Runbook — SPKI pin rotation (bootstrap-controller)¶
The on-prem bootstrap-controller pins the SPKI (Subject-Public-Key-Info)
SHA-256 of app.tlsstress.art's certificate chain (leaf + Google Trust Services
intermediate + root) to defeat a rogue-CA / DNS / BGP MITM of the
/api/install/manifest supply-chain response.
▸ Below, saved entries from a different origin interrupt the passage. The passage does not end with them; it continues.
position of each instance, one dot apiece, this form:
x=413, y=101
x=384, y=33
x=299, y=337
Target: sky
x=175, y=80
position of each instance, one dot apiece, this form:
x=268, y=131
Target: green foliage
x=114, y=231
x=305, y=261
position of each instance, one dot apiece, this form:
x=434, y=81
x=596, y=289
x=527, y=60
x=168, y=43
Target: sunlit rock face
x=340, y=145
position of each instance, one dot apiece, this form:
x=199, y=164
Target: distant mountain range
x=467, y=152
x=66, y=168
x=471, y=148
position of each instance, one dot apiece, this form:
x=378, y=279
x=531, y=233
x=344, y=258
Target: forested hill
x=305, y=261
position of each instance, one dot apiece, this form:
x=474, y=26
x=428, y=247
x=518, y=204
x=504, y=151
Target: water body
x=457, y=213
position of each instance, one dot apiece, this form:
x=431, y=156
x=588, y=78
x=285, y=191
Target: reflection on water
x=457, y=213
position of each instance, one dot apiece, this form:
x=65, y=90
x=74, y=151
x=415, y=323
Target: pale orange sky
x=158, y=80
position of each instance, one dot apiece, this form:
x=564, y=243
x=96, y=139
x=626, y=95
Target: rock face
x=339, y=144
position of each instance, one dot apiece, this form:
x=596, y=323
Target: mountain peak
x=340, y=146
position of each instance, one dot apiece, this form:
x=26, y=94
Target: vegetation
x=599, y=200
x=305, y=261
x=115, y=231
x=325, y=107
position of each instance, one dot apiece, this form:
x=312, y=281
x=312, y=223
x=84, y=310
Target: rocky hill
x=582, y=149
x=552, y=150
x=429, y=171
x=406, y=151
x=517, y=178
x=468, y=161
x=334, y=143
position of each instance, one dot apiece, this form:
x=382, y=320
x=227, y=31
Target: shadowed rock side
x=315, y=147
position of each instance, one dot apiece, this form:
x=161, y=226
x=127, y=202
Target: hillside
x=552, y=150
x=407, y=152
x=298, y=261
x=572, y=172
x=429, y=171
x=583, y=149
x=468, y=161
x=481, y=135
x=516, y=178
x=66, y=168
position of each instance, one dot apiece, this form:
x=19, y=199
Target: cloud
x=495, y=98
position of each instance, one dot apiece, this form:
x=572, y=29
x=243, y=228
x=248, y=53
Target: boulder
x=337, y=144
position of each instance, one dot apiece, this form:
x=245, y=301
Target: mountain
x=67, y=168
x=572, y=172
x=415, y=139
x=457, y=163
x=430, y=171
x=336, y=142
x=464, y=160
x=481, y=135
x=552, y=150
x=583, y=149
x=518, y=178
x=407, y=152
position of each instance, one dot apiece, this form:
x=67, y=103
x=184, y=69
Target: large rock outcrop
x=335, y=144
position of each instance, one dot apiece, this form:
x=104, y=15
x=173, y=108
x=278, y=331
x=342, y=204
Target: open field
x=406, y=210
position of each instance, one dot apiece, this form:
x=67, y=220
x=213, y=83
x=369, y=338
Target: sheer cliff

Pinning is fail-closed: if no
presented certificate's SPKI matches a pin, the TLS handshake aborts and the
controller cannot reach the cloud.
The pins are baked into the controller image (DefaultSPKIPins in
pkg/bootstrap-controller/internal/cloudclient/cloudclient.go). A legitimate
CA rotation by Google Trust Services (new intermediate, or — rarely — a new root)
will therefore break the handshake for every deployed controller until the pins
are updated. This runbook covers both the fast operational fix and the permanent
fix.
Symptom¶
bootstrap-controller logs:
tls: no presented certificate SPKI matched the N pinned key(s) for app.tlsstress.art — possible MITM/rogue-CA
and heartbeat / manifest / usage-report calls fail with a TLS error. First confirm it is a real rotation, not an attack: from a trusted host,
echo | openssl s_client -connect app.tlsstress.art:443 -servername app.tlsstress.art 2>/dev/null \
| openssl x509 -noout -issuer -subject
and verify the issuer is still Google Trust Services and the cert is valid (e.g.
in an independent browser / curl -v). If anything looks off, treat it as a
security incident — do NOT widen the pins.
Compute the new pins¶
For each cert in the presented chain (leaf, intermediate, root):
# Save the chain, then for each cert:
openssl x509 -in <cert.pem> -pubkey -noout \
| openssl pkey -pubin -outform der \
| openssl dgst -sha256 -binary \
| openssl enc -base64
You can pull the full chain with:
openssl s_client -connect app.tlsstress.art:443 -servername app.tlsstress.art -showcerts </dev/null 2>/dev/null
Fast operational fix (no rebuild) — TLSSTRESS_SPKI_PINS¶
Set the env var on the controller to a comma-separated list of base64 SPKI SHA-256 pins. It REPLACES the baked-in set (so include every level you want to trust — typically leaf + intermediate + root):
# systemd drop-in or K8s Deployment env:
TLSSTRESS_SPKI_PINS="<leaf-b64>,<intermediate-b64>,<root-b64>"
Restart the controller. It logs SPKI pins overridden from TLSSTRESS_SPKI_PINS
(N pin(s)). This is the recommended immediate remediation — it ships via config,
not a new image, so the whole fleet recovers in one rollout.
Tip: pinning the root (GTS Root R4) alone is the most rotation-resilient, since Google rotates leaves (~90 days) and intermediates far more often than the root. Including all three keeps defence-in-depth while leaf/intermediate churn.
Permanent fix (image rebuild)¶
Update DefaultSPKIPins in
pkg/bootstrap-controller/internal/cloudclient/cloudclient.go with the new pins
(and the capture date in the comment), rebuild + re-sign the controller image,
and roll it out. Once every controller runs the new image, the
TLSSTRESS_SPKI_PINS override can be removed.
Last-resort (dev / local mirror only)¶
--insecure-skip-verify (or TLSSTRESS_* equivalent) disables SPKI pinning AND
cosign image verification. Never use in production — it removes the
supply-chain protection entirely. It exists only for the local-mirror dev path.